By JOHN SLEEPER
EUGENE, Ore. – Although the Washington Huskies got away with its four-man rotation in the backfield in their first three games, Oregon’s defensive schemes and energetic play put that to a crashing halt.
Washington gained a season-low 111 yards on the ground in its 23-16 defeat to the Ducks Saturday at Autzen Stadium. Starting tailback Paul Arnold led the Huskies with 38 yards on eight carries. Out of the four tailbacks, Willie Hurst had the next most carried with four. He netted just 8 yards.
And although Washington went into Saturday’s game leading the conference in rushing at better than 190 yards a game, something’s clearly missing.
“I don’t think we’ve run the ball effectively as we’ve wanted at any time this year,” UW coach Rick Neuheisel said. “I think we have to do better and we really need to evaluate it.”
The evaluation starts with the Huskies offensive line, which had problems dealing with the Ducks’ scheme of bringing eight and sometimes nine defenders into the box.
“Oregon did a great job,” UW offensive coordinator Keith Gilbertson said. “And we weren’t as physical, knocking off the ball like we’ve been doing.”
Added Neuheisel: “We’ve got to get down to basics. We can’t lean on people. We’ve got to move them.”
Arnold has received much criticism for being tentative and failing to show an ability to break long runs. In the four games this season, Arnold has gained 156 yards on 35 carries.
Neuheisel, however, says the criticism is unfair and that Arnold remains the starter.
“I don’t know why everybody says Paul is struggling,” Neuheisel said. “He made some big plays for us today. Paul Arnold is a sophomore tailback who’s trying his best. Right now, we’ve evaluated that he’s our best tailback.”
The most alarming stat Saturday was time of possession. The Huskies, who led the Pacific-10 Conference in that department last season at 32 minutes, 7 seconds a game, controlled the ball just 24:28 Saturday, more than 11 minutes fewer than Oregon.

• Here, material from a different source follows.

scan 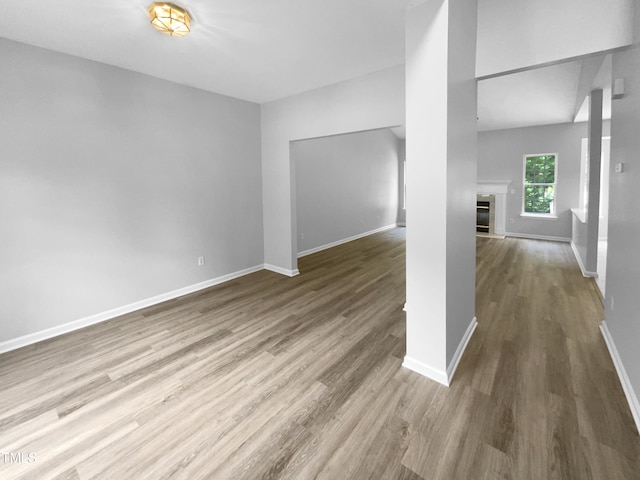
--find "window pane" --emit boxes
[524,185,554,213]
[524,155,556,183]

While the Ducks have the reputation as a quick-strike team, they had 229 yards of rushing offense and beat the bigger Huskies up front.

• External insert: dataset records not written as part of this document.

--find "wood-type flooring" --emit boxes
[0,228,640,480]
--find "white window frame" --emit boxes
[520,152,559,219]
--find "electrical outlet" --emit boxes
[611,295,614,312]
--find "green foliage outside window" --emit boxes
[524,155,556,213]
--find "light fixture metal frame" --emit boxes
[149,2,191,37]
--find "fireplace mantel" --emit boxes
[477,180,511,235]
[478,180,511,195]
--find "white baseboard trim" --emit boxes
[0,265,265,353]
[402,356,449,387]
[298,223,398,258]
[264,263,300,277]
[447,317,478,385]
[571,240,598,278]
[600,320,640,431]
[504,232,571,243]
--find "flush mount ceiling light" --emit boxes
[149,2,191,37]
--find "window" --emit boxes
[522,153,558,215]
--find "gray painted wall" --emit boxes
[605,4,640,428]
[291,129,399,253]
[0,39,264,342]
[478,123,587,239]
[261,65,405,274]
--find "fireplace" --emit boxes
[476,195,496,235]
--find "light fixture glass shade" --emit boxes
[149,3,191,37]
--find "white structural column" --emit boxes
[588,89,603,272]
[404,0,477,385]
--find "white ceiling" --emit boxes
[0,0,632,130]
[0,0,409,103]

“In think our improvement this year has come at the line of scrimmage,” UO coach Mike Bellotti said. “I’ve said many times that the game starts there. Everybody thinks we’re a flash-and-dash team, but we’re not. We’re going to start with the line of scrimmage.”
After Saturday, that’s exactly where the Huskies will start as well.

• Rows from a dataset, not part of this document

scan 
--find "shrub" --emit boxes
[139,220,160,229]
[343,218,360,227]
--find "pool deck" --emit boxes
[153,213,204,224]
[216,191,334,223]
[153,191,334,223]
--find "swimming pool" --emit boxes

But most of all, the crowd at Autzen Stadium prevented the Huskies from adequately changing plays at the line of scrimmage.
Quarterback Marques Tuiasosopo checked off twice, and nothing good came of it. The last came midway through the fourth quarter. On third-and-2 on the Oregon 47 and the 46,153 fans screaming, Tuiasosopo made hand signals to his receivers, walked up to each member of the offensive line and yelled and repeated the instructions to his backfield.
Unfortunately, freshman tailback Rich Alexis ran the wrong way on an option play designed to go left, and Tuiasosopo was thrown for a 6-yard loss.
“You can’t audible here,” Gilbertson said. “You can’t even try. No one can hear. Forget it.”
While the Huskies started their drives, on average, on its own 17-yard line, Oregon began its drives on its own 47. On seven occasions, the Ducks started in Washington territory.
Considering that, Washington was fortunate to have given up just 23 points.
“I thought our defense was valiant in terms of keeping them from getting too many points, considering they started almost every drive inside the 50-yard line” Neuheisel said. “It was just a rough day trying to get things on track.”